A delay of mail, such as occurred in the present case, in our opinion amounts to accidents or surprise for which judgment by default may be set aside, especially when the defendant shows by affidavit or otherwise that he has a valid and meritorious defense. The time fixed for filing paper in a cause is generally directory and the court always has it in its power, in the exercise of a proper discretion, to extend the time fixed by law whenever the ends of justice would seem to demand such an extension. (Wood v. Fobes and Farnham, 5 Cal., 62.)
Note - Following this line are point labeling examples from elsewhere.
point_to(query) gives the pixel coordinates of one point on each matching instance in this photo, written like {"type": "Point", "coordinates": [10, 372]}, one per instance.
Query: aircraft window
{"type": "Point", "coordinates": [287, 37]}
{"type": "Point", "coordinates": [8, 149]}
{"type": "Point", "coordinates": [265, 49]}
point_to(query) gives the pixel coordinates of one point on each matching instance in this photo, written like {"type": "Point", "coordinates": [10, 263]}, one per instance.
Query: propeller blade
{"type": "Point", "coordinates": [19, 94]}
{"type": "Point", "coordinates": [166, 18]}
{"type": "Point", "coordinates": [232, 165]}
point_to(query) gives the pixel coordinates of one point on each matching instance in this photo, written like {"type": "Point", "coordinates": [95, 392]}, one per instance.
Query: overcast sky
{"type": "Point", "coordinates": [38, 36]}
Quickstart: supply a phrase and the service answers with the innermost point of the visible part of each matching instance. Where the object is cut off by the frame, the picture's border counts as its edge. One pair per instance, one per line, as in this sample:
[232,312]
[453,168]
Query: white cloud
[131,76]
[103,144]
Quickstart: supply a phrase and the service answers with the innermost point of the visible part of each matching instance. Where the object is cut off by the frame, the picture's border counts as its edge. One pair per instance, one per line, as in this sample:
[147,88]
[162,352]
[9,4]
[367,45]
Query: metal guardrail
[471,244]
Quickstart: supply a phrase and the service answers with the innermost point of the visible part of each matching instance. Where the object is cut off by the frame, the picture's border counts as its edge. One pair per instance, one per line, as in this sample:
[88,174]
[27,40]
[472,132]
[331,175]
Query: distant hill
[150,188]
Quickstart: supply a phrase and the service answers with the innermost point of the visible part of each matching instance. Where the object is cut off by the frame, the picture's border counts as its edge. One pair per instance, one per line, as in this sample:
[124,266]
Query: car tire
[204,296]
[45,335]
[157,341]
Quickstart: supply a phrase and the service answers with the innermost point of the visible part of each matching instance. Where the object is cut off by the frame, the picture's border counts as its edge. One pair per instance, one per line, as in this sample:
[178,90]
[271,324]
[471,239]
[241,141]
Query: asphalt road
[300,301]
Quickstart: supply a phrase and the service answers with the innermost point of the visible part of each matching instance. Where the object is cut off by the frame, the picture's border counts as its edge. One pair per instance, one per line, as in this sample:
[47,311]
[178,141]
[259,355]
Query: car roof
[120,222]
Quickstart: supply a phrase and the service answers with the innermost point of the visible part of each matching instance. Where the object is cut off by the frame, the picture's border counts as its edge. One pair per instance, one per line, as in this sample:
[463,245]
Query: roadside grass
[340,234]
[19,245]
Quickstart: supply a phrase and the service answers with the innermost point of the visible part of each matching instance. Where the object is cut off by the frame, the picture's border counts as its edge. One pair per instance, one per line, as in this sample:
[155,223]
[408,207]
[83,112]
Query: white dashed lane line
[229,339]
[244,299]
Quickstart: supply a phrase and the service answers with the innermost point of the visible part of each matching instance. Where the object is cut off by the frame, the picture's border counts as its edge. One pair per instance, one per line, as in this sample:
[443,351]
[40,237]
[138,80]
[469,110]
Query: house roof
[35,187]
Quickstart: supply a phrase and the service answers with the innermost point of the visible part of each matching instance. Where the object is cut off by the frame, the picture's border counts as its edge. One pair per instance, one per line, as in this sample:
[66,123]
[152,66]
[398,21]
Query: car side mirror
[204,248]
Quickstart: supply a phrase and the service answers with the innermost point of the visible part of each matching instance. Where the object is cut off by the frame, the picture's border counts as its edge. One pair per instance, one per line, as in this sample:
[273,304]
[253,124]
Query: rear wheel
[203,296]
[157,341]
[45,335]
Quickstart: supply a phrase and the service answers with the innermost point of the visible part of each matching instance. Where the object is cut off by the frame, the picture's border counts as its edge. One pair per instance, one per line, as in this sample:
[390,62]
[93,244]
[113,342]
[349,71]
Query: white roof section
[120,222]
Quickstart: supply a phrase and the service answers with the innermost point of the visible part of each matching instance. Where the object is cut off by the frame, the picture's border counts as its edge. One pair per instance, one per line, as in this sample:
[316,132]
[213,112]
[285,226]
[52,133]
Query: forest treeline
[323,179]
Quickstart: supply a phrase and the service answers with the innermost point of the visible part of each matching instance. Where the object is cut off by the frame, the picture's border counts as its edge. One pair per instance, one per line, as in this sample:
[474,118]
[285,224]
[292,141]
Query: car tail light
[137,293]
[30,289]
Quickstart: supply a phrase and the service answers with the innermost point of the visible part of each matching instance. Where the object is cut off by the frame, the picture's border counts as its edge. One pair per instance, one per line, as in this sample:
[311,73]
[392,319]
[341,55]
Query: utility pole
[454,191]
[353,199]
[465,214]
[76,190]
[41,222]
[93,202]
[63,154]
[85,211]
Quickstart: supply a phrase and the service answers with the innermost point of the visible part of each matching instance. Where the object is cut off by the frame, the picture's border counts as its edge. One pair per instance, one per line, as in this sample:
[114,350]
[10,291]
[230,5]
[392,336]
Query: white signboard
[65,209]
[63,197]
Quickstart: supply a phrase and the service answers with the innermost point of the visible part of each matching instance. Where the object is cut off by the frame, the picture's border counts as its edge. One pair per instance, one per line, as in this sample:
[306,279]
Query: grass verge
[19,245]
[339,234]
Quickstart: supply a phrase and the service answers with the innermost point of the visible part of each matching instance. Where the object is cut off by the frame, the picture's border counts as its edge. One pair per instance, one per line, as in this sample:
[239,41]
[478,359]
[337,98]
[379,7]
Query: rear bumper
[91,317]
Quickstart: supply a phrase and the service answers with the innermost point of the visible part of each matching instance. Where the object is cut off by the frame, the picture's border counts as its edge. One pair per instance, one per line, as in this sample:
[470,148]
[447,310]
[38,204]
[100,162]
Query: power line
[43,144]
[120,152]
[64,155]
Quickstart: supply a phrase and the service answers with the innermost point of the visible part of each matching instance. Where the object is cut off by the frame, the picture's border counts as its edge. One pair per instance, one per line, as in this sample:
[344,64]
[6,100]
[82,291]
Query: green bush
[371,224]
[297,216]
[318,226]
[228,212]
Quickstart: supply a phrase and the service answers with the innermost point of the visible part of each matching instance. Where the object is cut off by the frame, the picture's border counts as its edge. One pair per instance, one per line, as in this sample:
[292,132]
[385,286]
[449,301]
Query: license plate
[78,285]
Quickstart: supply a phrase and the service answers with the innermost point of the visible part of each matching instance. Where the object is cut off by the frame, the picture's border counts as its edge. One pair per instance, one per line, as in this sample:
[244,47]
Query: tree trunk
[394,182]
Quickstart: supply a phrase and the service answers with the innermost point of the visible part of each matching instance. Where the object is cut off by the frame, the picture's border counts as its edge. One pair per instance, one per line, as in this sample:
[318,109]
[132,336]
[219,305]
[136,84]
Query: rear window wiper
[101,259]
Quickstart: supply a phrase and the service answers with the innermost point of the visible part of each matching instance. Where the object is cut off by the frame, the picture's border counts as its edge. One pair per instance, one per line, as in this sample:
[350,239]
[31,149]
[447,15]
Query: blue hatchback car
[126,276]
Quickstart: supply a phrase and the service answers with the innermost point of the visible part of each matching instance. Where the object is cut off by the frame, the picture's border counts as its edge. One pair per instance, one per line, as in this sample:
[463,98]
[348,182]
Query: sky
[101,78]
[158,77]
Considering the causes which prevented the defendant from making its appearance within the time prescribed by subparagraph 2 of article 392 of Act No. 190 and considering its showing that, if permitted to answer, it has a meritorious defense, we are of the opinion, and so decide, that the judgment by default rendered by the lower court should be and is hereby set aside, and it is hereby ordered and decreed that the defendant’s appearance be admitted and that it be given ten days in which to answer from notice of this decision. And without any finding as to costs, it is so ordered.

Araullo, C.J., Street, Malcolm, Avanceña, Ostrand, Johns, and Romualdez, JJ., concur.